Originally Posted on: Democracy in Africa
By Kjetil Tronvoll & Mehari Taddele Maru
After two years of ravaging war, the Tigray Regional State’s government, represented by the Tigray People’s Liberation Front (TPLF), and the Federal Government of Ethiopia, reached an Agreement for Lasting Peace through the Permanent Cessation of Hostilities (CoHA). The agreement prescribes that “the establishment of an inclusive Interim Regional Administration will be settled through political dialogue between the Parties” (Article 10.1), without specifying the modalities to such effect or the composition of and balance of power within an interim administration.

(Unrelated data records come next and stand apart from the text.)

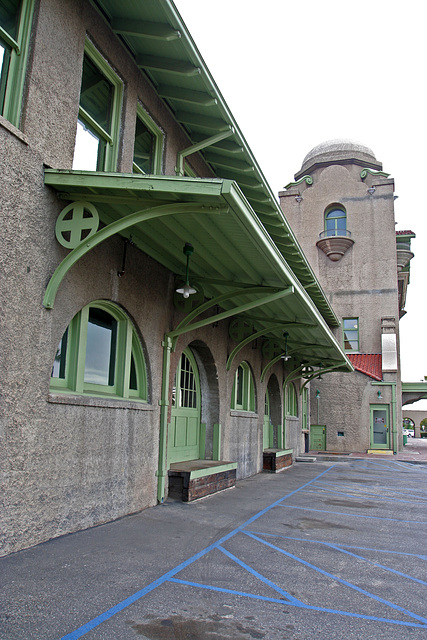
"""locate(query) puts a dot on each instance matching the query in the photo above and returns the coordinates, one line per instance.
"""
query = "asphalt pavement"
(330, 550)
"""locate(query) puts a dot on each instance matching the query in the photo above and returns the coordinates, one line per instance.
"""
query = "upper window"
(243, 395)
(291, 401)
(15, 24)
(98, 126)
(147, 154)
(100, 354)
(335, 221)
(351, 334)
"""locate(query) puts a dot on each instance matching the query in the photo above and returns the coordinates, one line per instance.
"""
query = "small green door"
(184, 428)
(318, 437)
(380, 426)
(267, 432)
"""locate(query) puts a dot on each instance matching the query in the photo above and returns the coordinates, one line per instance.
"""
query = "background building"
(341, 208)
(159, 319)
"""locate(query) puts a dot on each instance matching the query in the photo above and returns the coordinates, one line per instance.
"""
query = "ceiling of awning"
(232, 250)
(156, 37)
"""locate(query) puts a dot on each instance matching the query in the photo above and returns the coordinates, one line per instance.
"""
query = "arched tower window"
(335, 220)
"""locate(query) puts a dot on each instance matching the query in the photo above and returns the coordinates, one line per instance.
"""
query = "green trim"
(181, 155)
(308, 179)
(14, 88)
(243, 392)
(158, 136)
(112, 139)
(207, 471)
(110, 230)
(125, 346)
(364, 173)
(252, 337)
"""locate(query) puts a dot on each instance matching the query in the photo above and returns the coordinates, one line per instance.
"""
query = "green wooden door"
(380, 426)
(318, 437)
(184, 428)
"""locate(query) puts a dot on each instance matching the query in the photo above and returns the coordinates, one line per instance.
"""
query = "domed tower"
(341, 209)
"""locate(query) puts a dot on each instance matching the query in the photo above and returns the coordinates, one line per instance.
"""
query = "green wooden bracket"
(116, 227)
(365, 172)
(216, 442)
(320, 372)
(202, 441)
(252, 337)
(307, 179)
(181, 155)
(185, 326)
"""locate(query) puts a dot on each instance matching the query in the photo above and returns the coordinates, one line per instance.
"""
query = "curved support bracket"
(365, 172)
(185, 326)
(249, 339)
(307, 179)
(318, 373)
(116, 227)
(181, 155)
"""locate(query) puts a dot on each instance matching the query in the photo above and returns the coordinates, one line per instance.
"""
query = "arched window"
(335, 220)
(100, 355)
(291, 401)
(243, 395)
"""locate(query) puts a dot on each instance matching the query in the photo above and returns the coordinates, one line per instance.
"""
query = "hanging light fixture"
(285, 356)
(187, 290)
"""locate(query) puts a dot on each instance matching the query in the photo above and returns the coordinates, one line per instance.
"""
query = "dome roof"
(336, 151)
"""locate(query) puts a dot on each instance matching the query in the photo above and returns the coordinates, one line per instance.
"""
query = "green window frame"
(148, 146)
(351, 338)
(100, 354)
(291, 400)
(243, 394)
(335, 220)
(98, 126)
(15, 25)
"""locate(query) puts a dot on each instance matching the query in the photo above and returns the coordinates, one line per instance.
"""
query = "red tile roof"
(368, 363)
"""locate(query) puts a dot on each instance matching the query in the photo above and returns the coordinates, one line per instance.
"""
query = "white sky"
(297, 74)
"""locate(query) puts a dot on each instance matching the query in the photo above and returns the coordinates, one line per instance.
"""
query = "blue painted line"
(396, 607)
(260, 577)
(84, 629)
(346, 546)
(234, 592)
(352, 515)
(367, 496)
(299, 606)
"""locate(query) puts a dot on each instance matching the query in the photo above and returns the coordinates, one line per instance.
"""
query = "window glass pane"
(133, 382)
(86, 149)
(9, 14)
(144, 147)
(96, 95)
(100, 348)
(58, 369)
(188, 393)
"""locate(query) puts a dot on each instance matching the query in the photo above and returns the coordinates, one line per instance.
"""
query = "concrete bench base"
(196, 479)
(275, 460)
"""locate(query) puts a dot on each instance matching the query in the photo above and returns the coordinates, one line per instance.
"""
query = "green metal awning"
(156, 37)
(235, 260)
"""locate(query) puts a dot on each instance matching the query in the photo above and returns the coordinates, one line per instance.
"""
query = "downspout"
(164, 407)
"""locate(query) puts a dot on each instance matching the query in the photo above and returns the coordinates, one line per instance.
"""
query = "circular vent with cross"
(77, 222)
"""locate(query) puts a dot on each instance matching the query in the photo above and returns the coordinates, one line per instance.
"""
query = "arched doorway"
(184, 430)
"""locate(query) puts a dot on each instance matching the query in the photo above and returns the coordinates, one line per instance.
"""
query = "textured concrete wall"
(71, 462)
(362, 284)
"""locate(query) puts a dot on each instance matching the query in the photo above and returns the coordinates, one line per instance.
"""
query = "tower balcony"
(334, 243)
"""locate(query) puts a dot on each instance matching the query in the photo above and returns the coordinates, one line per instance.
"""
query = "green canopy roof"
(158, 40)
(235, 261)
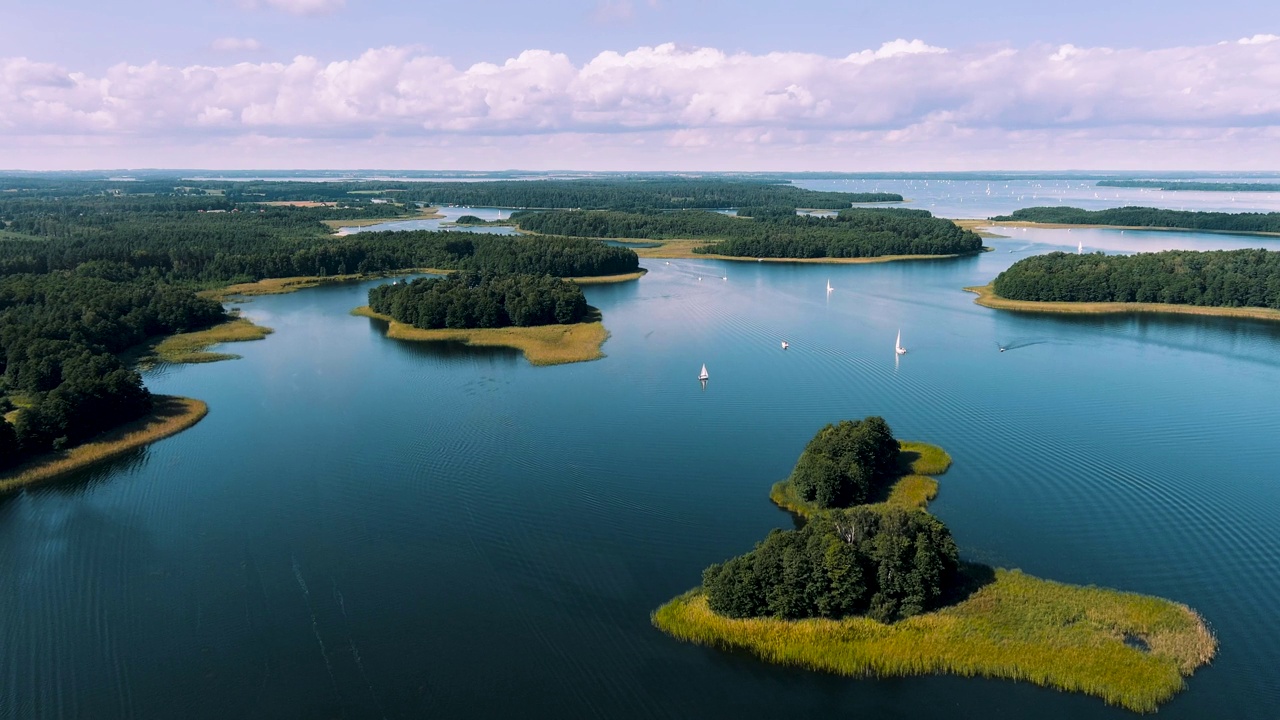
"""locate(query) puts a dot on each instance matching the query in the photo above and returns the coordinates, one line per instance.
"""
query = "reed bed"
(169, 415)
(1016, 628)
(191, 347)
(542, 345)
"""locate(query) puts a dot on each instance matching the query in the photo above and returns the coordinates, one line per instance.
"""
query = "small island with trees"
(1243, 283)
(544, 317)
(873, 586)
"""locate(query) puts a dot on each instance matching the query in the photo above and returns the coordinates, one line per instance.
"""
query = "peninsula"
(878, 591)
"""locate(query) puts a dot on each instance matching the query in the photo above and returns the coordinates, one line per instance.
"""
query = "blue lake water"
(366, 528)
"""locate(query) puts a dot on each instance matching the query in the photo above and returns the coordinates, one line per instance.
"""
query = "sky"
(640, 85)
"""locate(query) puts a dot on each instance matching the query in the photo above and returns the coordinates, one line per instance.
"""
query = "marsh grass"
(169, 415)
(190, 347)
(987, 297)
(1015, 627)
(542, 345)
(1129, 650)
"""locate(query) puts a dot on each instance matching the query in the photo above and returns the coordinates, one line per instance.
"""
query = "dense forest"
(59, 335)
(885, 563)
(1174, 186)
(1225, 278)
(472, 300)
(846, 464)
(773, 233)
(1150, 218)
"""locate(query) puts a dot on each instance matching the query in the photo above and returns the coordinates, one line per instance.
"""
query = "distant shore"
(169, 415)
(542, 345)
(987, 297)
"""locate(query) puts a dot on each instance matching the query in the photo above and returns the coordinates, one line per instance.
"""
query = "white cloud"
(236, 44)
(905, 94)
(297, 7)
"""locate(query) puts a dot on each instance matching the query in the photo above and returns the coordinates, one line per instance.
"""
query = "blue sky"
(640, 83)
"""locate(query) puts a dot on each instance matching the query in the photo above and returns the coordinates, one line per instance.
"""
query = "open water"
(368, 528)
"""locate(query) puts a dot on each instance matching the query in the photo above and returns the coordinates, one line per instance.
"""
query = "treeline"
(1151, 218)
(1220, 278)
(59, 335)
(1174, 186)
(846, 463)
(471, 300)
(851, 233)
(883, 563)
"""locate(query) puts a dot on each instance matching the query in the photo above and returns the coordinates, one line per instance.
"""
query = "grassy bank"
(1015, 627)
(169, 415)
(191, 347)
(914, 488)
(684, 250)
(987, 297)
(542, 345)
(1129, 650)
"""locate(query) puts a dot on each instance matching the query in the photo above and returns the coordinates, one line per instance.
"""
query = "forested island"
(880, 591)
(1174, 186)
(1156, 218)
(1239, 282)
(773, 232)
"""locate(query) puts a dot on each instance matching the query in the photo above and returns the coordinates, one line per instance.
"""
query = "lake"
(366, 528)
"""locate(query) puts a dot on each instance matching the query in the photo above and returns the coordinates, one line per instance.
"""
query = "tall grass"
(542, 345)
(169, 415)
(1018, 628)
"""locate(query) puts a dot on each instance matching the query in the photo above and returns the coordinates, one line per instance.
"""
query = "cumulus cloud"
(236, 44)
(901, 92)
(297, 7)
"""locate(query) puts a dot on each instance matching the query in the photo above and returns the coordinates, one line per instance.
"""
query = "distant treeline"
(1151, 218)
(773, 233)
(1219, 278)
(621, 192)
(471, 300)
(59, 335)
(1174, 186)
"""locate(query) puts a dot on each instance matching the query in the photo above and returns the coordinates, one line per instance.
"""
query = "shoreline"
(1093, 226)
(1129, 650)
(169, 415)
(987, 297)
(540, 345)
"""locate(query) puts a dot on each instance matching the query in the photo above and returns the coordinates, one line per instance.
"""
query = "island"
(1239, 283)
(1146, 218)
(773, 233)
(878, 589)
(545, 318)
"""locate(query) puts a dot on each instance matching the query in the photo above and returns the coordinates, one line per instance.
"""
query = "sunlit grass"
(1018, 628)
(190, 347)
(169, 415)
(987, 297)
(542, 345)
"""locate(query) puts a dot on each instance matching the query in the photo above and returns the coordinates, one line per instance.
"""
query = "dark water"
(365, 528)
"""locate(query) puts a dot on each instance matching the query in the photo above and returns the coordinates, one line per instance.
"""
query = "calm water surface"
(365, 528)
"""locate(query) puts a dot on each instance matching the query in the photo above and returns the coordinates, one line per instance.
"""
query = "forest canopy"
(1150, 218)
(1219, 278)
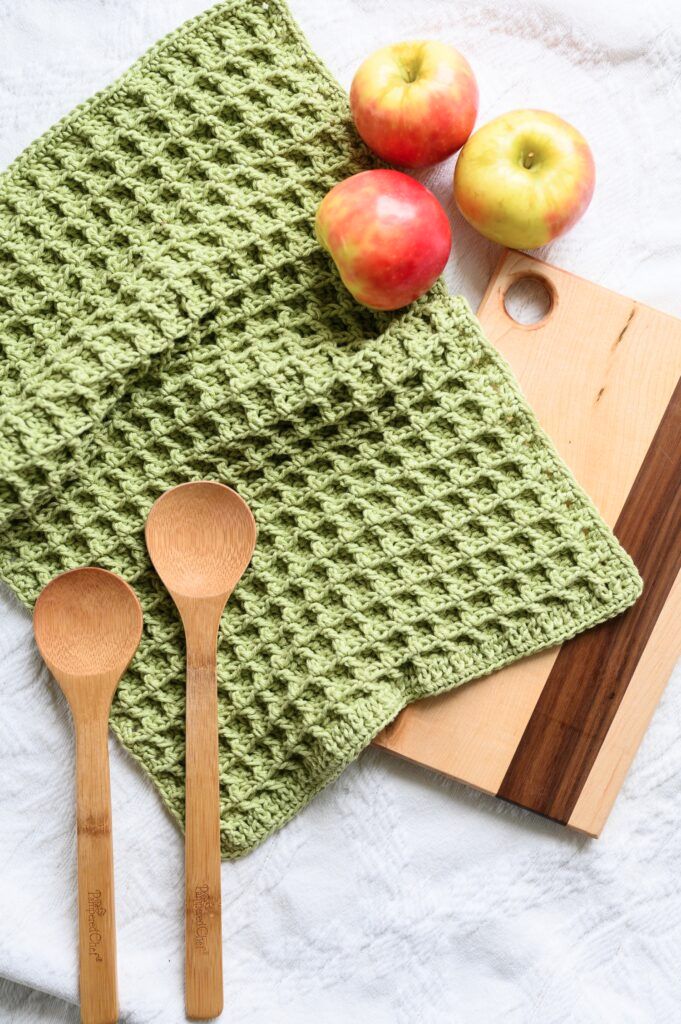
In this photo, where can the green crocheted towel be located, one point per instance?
(167, 315)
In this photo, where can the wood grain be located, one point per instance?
(590, 677)
(201, 537)
(599, 372)
(87, 625)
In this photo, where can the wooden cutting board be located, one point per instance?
(556, 732)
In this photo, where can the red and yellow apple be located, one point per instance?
(524, 178)
(387, 235)
(415, 103)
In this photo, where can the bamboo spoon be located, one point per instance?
(201, 538)
(88, 624)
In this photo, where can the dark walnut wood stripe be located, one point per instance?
(592, 672)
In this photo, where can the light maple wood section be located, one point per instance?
(201, 538)
(87, 625)
(599, 372)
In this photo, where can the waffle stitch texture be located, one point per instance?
(167, 315)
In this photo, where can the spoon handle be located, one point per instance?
(95, 873)
(202, 842)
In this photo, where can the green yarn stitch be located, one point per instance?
(166, 314)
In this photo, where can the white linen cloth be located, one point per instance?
(396, 896)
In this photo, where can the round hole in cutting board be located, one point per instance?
(528, 300)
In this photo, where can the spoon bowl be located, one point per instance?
(87, 623)
(200, 537)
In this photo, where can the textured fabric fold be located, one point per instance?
(167, 315)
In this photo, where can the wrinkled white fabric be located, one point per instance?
(396, 896)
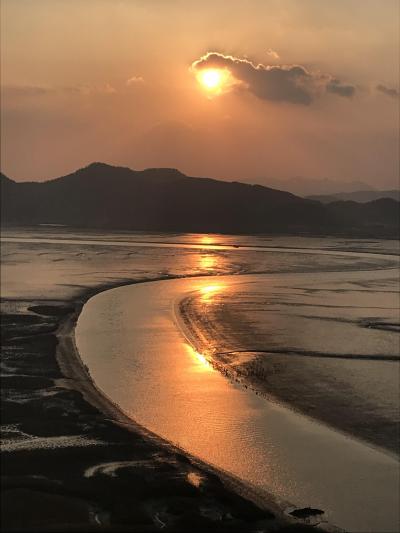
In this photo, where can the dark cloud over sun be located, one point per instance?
(280, 83)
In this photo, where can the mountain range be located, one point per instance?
(162, 199)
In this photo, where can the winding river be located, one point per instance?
(130, 339)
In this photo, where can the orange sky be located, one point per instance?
(110, 80)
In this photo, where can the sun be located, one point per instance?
(211, 78)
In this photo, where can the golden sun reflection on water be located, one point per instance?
(206, 239)
(208, 291)
(208, 262)
(200, 360)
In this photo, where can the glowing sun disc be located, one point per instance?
(211, 78)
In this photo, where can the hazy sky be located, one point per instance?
(111, 80)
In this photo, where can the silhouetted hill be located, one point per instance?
(356, 196)
(103, 196)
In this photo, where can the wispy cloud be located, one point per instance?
(389, 91)
(273, 53)
(280, 83)
(134, 80)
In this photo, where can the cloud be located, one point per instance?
(394, 93)
(273, 53)
(134, 80)
(336, 87)
(280, 83)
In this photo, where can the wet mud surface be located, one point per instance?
(69, 464)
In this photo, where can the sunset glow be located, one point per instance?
(213, 80)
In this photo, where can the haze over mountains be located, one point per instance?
(356, 196)
(305, 187)
(160, 199)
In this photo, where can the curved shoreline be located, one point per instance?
(73, 368)
(187, 317)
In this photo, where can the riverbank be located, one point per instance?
(326, 345)
(73, 462)
(60, 453)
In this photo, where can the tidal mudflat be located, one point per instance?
(69, 456)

The process to establish an Interim Regional Administration (IRA) has been prolonged and the TPLF leadership has increasingly been criticised by various Tigrayan stakeholders for delaying and controlling the process. So will the process ultimately lead to an IRA that will be mutually acceptable, legitimate and stable? In this article, we explain why some of the early signs are worrying. We ask who is in control of the process, who should be represented in the IRA, and what checks and balances and be introduced to ensure that it represents the interests of Tigrayans themselves.
Who is in control?
In mid-February this year, the TPLF established a nine-member committee to explore and propose an interim administration set-up, headed by the commander of the Tigrayan Defence Forces Lt. Gen. Tadesse Wereda. The opposition parties and other stakeholders were frustrated by the lack of consultation and inclusivity on the establishment of the committee. They also critiqued how rushed the process to prepare and propose an IRA turnout out to be. Against the backdrop of this criticism from Tigrayans, the process thus missed the opportunity to take corrective action and bestow popular legitimacy and public trust on the proposed regional administration.